Ao explorar vulnerabilidades em servidores Microsoft Exchange, que as organizações usam para operar os seus próprios serviços de e-mail, os hackers podem criar um web shell — uma ferramenta de hacking acessível remotamente que permite facilmente o acesso backdoor e controlo da máquina infectada — e controlar o servidor comprometido pela Internet e, em seguida, roubar dados de toda a rede do seu destino. O web shell significa que, embora a Microsoft tenha lançado correções para as falhas — que apenas 10% dos clientes do Exchange aplicaram até o início de março, de acordo com a empresa — o hacker ainda tem acesso ao backdoor dos seus alvos.

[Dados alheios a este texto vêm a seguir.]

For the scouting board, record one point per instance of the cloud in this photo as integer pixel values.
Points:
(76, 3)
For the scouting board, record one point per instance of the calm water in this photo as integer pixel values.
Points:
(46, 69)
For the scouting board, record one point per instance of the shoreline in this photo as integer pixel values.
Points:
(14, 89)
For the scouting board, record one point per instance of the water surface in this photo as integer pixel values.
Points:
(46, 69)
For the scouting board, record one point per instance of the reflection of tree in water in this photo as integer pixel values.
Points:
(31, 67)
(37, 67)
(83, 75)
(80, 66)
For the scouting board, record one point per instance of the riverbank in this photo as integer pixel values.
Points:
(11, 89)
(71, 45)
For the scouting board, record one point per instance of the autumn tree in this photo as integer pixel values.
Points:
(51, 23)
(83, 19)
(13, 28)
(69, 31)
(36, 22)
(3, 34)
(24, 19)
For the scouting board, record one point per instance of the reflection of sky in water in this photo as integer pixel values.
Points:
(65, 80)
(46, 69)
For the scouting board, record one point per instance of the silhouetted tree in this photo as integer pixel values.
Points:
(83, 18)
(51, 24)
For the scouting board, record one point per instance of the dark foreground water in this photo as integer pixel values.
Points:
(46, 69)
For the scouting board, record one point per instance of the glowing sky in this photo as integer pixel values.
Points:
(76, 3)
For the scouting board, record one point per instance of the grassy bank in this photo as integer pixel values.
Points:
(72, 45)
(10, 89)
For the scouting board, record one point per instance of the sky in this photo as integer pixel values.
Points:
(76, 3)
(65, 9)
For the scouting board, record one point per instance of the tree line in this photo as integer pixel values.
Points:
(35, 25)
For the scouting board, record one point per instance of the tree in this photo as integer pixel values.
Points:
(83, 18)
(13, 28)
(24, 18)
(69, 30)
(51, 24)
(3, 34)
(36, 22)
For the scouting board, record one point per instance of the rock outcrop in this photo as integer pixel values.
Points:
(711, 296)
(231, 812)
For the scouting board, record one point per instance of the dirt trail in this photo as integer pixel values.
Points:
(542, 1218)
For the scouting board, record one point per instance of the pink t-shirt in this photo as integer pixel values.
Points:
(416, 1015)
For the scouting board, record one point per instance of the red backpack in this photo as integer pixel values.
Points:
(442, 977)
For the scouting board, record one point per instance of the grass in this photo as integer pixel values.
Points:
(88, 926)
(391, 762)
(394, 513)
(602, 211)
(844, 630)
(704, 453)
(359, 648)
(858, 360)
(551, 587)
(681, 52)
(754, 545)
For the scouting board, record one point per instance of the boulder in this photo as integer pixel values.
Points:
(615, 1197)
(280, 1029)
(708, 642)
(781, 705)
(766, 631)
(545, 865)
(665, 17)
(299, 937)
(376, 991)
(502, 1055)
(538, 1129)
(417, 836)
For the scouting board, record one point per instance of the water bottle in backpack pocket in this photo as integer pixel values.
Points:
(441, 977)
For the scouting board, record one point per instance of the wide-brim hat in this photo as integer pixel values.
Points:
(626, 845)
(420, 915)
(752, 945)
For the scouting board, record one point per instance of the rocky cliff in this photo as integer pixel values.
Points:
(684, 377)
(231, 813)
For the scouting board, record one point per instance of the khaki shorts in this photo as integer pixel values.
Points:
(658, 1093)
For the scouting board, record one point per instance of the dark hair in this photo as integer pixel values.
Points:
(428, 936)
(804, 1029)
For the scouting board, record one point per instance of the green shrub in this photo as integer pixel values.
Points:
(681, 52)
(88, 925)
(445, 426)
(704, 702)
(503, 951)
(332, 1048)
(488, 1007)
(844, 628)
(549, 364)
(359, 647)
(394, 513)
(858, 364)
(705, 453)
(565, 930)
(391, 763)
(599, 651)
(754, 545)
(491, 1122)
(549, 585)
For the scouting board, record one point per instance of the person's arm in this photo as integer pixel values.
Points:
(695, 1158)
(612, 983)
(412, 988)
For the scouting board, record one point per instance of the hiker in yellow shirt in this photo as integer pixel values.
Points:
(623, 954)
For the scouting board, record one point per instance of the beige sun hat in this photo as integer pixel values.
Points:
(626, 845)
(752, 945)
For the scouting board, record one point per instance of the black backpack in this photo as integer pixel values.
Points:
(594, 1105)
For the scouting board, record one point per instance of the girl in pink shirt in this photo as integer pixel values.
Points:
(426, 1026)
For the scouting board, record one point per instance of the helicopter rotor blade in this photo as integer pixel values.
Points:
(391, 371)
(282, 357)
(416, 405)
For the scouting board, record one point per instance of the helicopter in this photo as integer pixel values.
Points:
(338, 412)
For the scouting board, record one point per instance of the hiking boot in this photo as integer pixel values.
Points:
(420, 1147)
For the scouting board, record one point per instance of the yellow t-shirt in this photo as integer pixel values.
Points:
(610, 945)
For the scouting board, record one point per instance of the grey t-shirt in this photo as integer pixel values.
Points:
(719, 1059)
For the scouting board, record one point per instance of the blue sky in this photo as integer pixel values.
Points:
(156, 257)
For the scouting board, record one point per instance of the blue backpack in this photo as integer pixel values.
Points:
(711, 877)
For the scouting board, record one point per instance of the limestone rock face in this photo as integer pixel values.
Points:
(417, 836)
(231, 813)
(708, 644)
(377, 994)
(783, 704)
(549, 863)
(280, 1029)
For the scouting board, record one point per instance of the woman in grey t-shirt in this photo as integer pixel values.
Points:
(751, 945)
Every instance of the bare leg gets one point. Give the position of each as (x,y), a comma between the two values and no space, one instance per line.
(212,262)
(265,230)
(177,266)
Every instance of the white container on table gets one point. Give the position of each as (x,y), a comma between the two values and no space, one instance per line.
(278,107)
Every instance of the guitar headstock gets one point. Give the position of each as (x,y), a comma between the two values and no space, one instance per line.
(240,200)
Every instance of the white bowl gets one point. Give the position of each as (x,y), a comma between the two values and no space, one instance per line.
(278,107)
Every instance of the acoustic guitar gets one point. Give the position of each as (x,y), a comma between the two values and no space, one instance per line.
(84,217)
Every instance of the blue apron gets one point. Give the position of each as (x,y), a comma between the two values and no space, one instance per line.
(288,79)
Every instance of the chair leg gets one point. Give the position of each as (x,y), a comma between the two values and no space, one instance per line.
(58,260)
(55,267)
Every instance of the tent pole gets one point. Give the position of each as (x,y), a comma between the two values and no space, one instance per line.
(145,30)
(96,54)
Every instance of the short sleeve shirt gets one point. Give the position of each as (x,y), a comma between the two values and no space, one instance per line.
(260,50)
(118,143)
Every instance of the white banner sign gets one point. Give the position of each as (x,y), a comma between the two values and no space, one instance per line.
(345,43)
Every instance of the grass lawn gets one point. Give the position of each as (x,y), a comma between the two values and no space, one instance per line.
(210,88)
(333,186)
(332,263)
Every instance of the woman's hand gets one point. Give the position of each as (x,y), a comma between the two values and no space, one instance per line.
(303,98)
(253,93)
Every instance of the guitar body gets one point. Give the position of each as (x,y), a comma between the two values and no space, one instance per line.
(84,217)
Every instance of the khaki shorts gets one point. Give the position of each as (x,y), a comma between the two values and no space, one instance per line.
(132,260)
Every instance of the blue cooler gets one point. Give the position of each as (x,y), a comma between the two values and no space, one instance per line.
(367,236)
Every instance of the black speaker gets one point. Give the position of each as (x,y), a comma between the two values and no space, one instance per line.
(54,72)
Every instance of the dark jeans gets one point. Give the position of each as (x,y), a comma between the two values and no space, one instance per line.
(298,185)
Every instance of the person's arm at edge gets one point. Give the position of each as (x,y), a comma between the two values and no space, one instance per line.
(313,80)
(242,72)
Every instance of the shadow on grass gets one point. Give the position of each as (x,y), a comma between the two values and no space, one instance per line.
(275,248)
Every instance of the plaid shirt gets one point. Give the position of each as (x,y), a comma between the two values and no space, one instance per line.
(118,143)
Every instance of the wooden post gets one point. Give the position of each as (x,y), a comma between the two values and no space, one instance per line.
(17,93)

Aplicar as correções de software da Microsoft é um primeiro passo crucial, mas o esforço total de limpeza do sistema será muito mais complicado para muitas vítimas em potencial, especialmente quando os hackers movem-se livremente para outros sistemas na rede.
“Estamos a trabalhar em estreita colaboração com a CISA [Cybersecurity and Infrastructure Security Agency], outras agências governamentais e empresas de segurança, para garantir que estamos a fornecer a melhor assessoria e mitigação possível para os nossos clientes”, disse um porta-voz da Microsoft. “A melhor proteção é aplicar atualizações o mais rápido possível em todos os sistemas afetados. Continuamos a ajudar os clientes, fornecendo investigação adicional e orientação de mitigação. Os clientes afetados devem entrar em contacto com as nossas equipas de suporte para obter ajuda e recursos adicionais”.
Com vários grupos agora atacando as vulnerabilidades, espera-se que os hacks afetem desproporcionalmente as organizações que menos podem se dar ao luxo de se defender deles, como pequenas empresas, escolas e governos locais, disse o ex-oficial de segurança cibernética dos EUA, Chris Krebs.
“Porquê?” Krebs perguntou no Twitter. “Isso é uma demonstração de força logo nos primeiros dias do presidente Biden para testar a sua determinação? É uma gangue de crimes cibernéticos fora de controlo? Os empreiteiros enlouqueceram?”
Com potencialmente centenas de milhares de vítimas em todo o mundo, esta campanha de hacking do Exchange afetou mais alvos do que o ataque hacker a SolarWinds que o governo dos EUA está a lutar para arrumar. Mas, como com esse episódio, os números não são tudo: os hackers russos por trás do episódio na empresa SolarWinds eram altamente disciplinados e perseguiam alvos específicos de alto valor, embora tivessem acesso potencial a muitos milhares.
O mesmo se aplica aqui. Mesmo que os números totais sejam alarmantes, nem todos são catastróficos. “ [Os ataques] não todos são iguais”, diz Nickels. “Existem servidores Exchange vulneráveis onde a porta [dos códigos] está aberta, mas não sabemos se um inimigo passou por esta. Existem servidores ligeiramente comprometidos; talvez um web shell seja descartado, mas nada além disso. Depois, há a outra extremidade do espectro, onde os hackers tiveram atividades subsequentes e mudaram para outros sistemas”.
É raro a Casa Branca comentar sobre questões de cibersegurança, mas o governo Biden teve motivos para falar muito sobre hackers nos seus primeiros dois meses de mandato, entre o ataque a SolarWinds e este último incidente. “Estamos preocupados com o grande número de vítimas e estamos a trabalhar com os nossos parceiros para entender o alcance disso”, disse a secretária de imprensa da Casa Branca, Jen Psaki, durante uma entrevista coletiva no início do mês. “Os proprietários de rede também precisam considerar se já foram comprometidos e devem tomar as medidas adequadas imediatamente”.